Il en est de même pour les paiements indus de prestation de revenu de solidarité active versé en application de l'article 20 de la loi n° 2007-1223 du 21 août 2007 précitée.
Un comité d'évaluation comprenant des représentants des départements, de l'Etat, de la Caisse nationale d'allocations familiales, de la Caisse centrale de la mutualité sociale agricole, de l'institution mentionnée à l'article L. 5312-1 du code du travail, des personnalités qualifiées dont la compétence est reconnue en matière d'évaluation des politiques publiques ainsi que des représentants des bénéficiaires du revenu de solidarité active, est chargé de préparer les travaux de cette conférence nationale.

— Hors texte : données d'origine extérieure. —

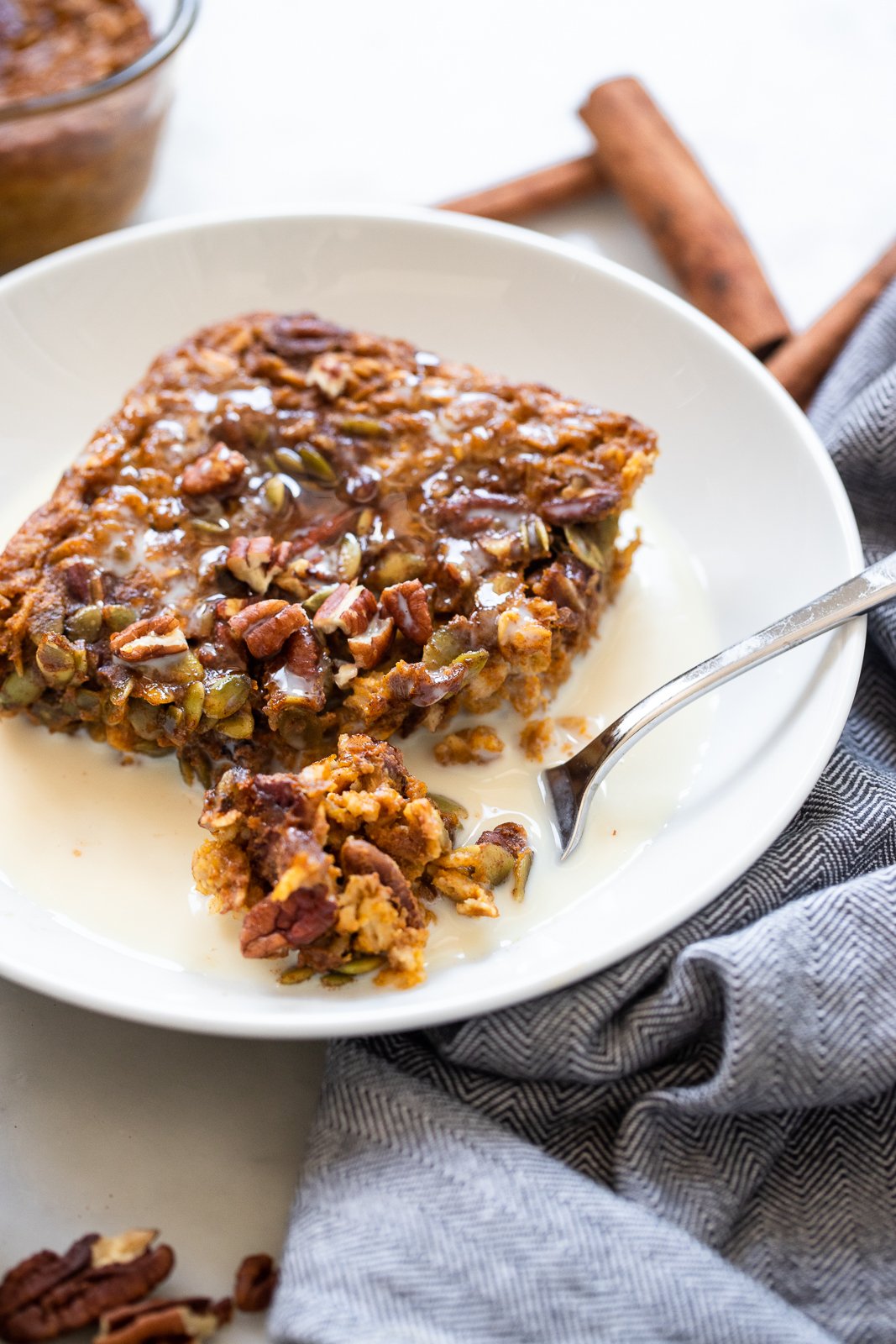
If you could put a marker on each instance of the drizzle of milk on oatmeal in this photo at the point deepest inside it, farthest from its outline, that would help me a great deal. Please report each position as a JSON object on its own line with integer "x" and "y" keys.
{"x": 107, "y": 847}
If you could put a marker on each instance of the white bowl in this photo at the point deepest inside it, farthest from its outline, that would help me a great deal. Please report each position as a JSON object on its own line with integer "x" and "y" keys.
{"x": 743, "y": 521}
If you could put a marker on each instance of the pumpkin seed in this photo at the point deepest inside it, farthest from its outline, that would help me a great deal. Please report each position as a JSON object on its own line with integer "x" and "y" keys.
{"x": 224, "y": 694}
{"x": 295, "y": 976}
{"x": 521, "y": 869}
{"x": 85, "y": 624}
{"x": 241, "y": 725}
{"x": 56, "y": 660}
{"x": 194, "y": 701}
{"x": 275, "y": 492}
{"x": 359, "y": 965}
{"x": 20, "y": 690}
{"x": 349, "y": 558}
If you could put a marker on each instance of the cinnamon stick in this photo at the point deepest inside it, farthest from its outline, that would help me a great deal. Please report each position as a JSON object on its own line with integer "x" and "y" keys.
{"x": 542, "y": 190}
{"x": 696, "y": 233}
{"x": 801, "y": 363}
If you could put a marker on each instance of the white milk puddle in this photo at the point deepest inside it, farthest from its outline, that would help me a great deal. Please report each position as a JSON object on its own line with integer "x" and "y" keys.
{"x": 107, "y": 847}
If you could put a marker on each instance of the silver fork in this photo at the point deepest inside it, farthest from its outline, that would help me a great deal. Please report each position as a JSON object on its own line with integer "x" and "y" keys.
{"x": 570, "y": 788}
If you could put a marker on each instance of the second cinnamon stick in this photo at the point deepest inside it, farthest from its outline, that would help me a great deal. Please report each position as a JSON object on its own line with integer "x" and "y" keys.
{"x": 696, "y": 233}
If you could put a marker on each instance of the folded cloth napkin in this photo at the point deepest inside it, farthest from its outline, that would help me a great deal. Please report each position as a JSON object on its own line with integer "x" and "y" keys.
{"x": 698, "y": 1144}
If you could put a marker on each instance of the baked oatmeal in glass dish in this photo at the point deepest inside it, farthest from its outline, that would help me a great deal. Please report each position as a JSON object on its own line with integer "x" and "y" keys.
{"x": 291, "y": 534}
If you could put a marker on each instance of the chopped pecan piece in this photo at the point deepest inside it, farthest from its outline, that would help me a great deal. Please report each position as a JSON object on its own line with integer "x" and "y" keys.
{"x": 363, "y": 857}
{"x": 301, "y": 335}
{"x": 155, "y": 638}
{"x": 349, "y": 609}
{"x": 255, "y": 1284}
{"x": 265, "y": 627}
{"x": 165, "y": 1320}
{"x": 587, "y": 507}
{"x": 217, "y": 472}
{"x": 273, "y": 927}
{"x": 371, "y": 645}
{"x": 406, "y": 604}
{"x": 50, "y": 1294}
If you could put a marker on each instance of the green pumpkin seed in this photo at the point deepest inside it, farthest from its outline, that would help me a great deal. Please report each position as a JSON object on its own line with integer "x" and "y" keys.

Chaque année, jusqu'à la réunion de la conférence nationale mentionnée au premier alinéa, le comité remet au Gouvernement et au Parlement un rapport d'évaluation intermédiaire. Il est complété d'un rapport du Gouvernement qui établit notamment un bilan comparatif de l'effet de l'article 1649-0 A du code général des impôts et de celui du III de l'article L. 262-24 du code de l'action sociale et des familles, en termes d'équité et de justice fiscale.
La présente loi sera exécutée comme loi de l'Etat.